Characterizing Microstructural Tissue Properties in Multiple Sclerosis with Diffusion MRI at 7 T and 3 T: The Impact of the Experimental Design

The recent introduction of advanced magnetic resonance (MR) imaging techniques to characterize focal and global degeneration in multiple sclerosis (MS), like the Composite Hindered and Restricted Model of Diffusion, or CHARMED, diffusional kurtosis imaging (DKI) and Neurite Orientation Dispersion and Density Imaging (NODDI) made available new tools to image axonal pathology non-invasively in vivo.

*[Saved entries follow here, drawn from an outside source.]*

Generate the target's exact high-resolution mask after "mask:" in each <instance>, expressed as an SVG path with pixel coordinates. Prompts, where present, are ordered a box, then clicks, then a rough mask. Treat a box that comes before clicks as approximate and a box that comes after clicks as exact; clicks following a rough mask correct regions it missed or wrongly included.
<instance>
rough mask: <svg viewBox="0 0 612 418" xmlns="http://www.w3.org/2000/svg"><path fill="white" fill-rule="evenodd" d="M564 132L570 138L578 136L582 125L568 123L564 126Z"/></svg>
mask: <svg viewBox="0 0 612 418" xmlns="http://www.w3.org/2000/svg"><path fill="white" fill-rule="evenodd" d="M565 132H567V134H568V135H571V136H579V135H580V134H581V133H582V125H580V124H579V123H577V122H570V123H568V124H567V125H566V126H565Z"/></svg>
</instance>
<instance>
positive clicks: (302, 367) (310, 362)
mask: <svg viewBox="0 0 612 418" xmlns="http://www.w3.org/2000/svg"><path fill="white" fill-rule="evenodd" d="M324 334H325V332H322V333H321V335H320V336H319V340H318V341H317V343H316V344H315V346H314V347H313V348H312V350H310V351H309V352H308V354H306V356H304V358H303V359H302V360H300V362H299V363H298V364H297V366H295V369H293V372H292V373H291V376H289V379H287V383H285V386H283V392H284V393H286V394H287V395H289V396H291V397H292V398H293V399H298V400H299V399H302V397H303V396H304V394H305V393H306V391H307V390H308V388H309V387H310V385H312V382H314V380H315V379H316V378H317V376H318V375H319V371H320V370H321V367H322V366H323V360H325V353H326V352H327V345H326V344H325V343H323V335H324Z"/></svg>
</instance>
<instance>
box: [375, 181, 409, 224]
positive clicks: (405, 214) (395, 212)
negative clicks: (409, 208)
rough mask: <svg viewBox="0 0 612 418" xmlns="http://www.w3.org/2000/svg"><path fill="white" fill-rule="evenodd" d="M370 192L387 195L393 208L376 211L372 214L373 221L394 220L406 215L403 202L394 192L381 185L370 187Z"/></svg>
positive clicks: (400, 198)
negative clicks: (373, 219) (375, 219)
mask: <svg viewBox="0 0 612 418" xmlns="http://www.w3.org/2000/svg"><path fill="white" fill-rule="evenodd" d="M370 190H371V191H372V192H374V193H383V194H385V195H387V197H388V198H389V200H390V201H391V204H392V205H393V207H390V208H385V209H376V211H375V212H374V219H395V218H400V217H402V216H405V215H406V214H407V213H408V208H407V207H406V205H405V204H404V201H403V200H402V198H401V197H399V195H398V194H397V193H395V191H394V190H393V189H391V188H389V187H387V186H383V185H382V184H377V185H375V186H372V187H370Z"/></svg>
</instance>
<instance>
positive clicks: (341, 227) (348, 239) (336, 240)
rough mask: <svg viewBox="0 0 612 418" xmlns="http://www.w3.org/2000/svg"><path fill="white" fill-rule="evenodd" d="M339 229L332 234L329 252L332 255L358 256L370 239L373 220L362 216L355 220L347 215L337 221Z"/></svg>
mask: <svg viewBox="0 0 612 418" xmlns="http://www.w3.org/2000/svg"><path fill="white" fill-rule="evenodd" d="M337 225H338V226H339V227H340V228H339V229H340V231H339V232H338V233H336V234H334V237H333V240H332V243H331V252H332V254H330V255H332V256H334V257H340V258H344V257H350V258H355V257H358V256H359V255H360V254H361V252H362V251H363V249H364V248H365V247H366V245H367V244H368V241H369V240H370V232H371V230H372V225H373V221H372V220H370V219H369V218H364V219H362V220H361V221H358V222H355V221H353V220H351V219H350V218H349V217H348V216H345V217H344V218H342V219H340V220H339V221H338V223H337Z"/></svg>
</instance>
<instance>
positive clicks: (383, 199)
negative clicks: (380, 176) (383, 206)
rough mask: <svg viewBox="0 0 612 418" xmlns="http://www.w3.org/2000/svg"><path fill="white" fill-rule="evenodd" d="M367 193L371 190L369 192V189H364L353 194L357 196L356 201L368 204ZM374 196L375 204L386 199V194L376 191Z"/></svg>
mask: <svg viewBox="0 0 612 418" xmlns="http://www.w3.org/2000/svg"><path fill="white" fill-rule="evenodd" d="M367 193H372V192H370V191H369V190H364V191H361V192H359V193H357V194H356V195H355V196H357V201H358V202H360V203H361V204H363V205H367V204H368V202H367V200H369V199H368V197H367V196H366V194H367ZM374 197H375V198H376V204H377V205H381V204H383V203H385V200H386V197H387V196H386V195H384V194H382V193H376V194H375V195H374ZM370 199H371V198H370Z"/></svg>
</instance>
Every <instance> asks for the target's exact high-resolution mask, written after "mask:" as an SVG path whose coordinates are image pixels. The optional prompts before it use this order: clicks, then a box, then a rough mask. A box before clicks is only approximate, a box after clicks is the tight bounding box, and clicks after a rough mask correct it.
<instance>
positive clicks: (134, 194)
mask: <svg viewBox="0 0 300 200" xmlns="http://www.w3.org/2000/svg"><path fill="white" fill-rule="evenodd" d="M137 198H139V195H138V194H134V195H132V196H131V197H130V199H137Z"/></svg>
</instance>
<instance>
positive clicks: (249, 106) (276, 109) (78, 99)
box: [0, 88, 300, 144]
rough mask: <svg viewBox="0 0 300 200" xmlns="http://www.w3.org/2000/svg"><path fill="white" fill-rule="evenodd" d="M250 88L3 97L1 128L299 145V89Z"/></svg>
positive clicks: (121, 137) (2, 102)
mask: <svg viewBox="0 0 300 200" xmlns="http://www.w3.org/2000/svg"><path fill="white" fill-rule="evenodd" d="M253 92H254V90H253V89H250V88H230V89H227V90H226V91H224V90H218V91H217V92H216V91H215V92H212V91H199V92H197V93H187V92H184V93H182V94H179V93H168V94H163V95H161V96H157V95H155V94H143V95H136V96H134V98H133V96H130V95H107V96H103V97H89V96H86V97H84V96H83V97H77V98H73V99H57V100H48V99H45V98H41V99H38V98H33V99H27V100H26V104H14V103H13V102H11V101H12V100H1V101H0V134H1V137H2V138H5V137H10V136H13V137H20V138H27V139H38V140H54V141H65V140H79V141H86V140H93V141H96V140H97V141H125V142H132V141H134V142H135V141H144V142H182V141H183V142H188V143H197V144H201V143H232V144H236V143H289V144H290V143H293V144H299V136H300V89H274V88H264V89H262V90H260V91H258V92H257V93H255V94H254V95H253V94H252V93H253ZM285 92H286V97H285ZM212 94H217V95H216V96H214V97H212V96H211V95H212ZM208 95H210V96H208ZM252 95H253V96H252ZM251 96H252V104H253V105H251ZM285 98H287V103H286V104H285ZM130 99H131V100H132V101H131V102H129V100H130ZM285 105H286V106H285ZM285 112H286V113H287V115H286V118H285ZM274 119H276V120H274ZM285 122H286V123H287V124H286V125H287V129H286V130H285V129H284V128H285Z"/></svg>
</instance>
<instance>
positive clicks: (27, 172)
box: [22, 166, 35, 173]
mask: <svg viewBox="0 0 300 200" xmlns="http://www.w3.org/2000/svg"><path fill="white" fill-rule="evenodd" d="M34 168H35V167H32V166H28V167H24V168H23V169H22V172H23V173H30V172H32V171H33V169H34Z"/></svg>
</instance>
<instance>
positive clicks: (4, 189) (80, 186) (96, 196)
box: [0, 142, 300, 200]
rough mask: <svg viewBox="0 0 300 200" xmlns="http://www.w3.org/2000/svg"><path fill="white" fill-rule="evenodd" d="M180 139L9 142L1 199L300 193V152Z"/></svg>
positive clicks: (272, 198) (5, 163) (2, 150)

These methods already showed greater sensitivity and specificity compared to conventional diffusion tensor-based metrics (e.g., fractional anisotropy), overcoming some of its limitations. While previous studies uncovered global and focal axonal degeneration in MS patients compared to healthy controls, here our aim is to investigate and compare different diffusion MRI acquisition protocols in their ability to highlight microstructurel differences between MS and control tissue over several much used models. For comparison, we contrasted the ability of fractional anisotropy measurements to uncover differences between lesion, normal-appearing white matter (WM), gray matter and healthy tissue under the same imaging protocols. We show that: (1) focal and diffuse differences in several microstructurel parameters are observed under clinical settings; (2) advanced models (CHARMED, DKI and NODDI) have increased specificity and sensitivity to neurodegeneration when compared to fractional anisotropy measurements; and (3) both high (3 T) and ultra-high fields (7 T) are viable options for imaging tissue change in MS lesions and normal appearing WM, while higher b-values are less beneficial under the tested short-time (10 min acquisition) conditions. This article is part of a Special Issue entitled: Non-invasive MRI Windows on Brain Inflammation. (C) 2018 The Author(s). Published by Elsevier Ltd on behalf of IBRO.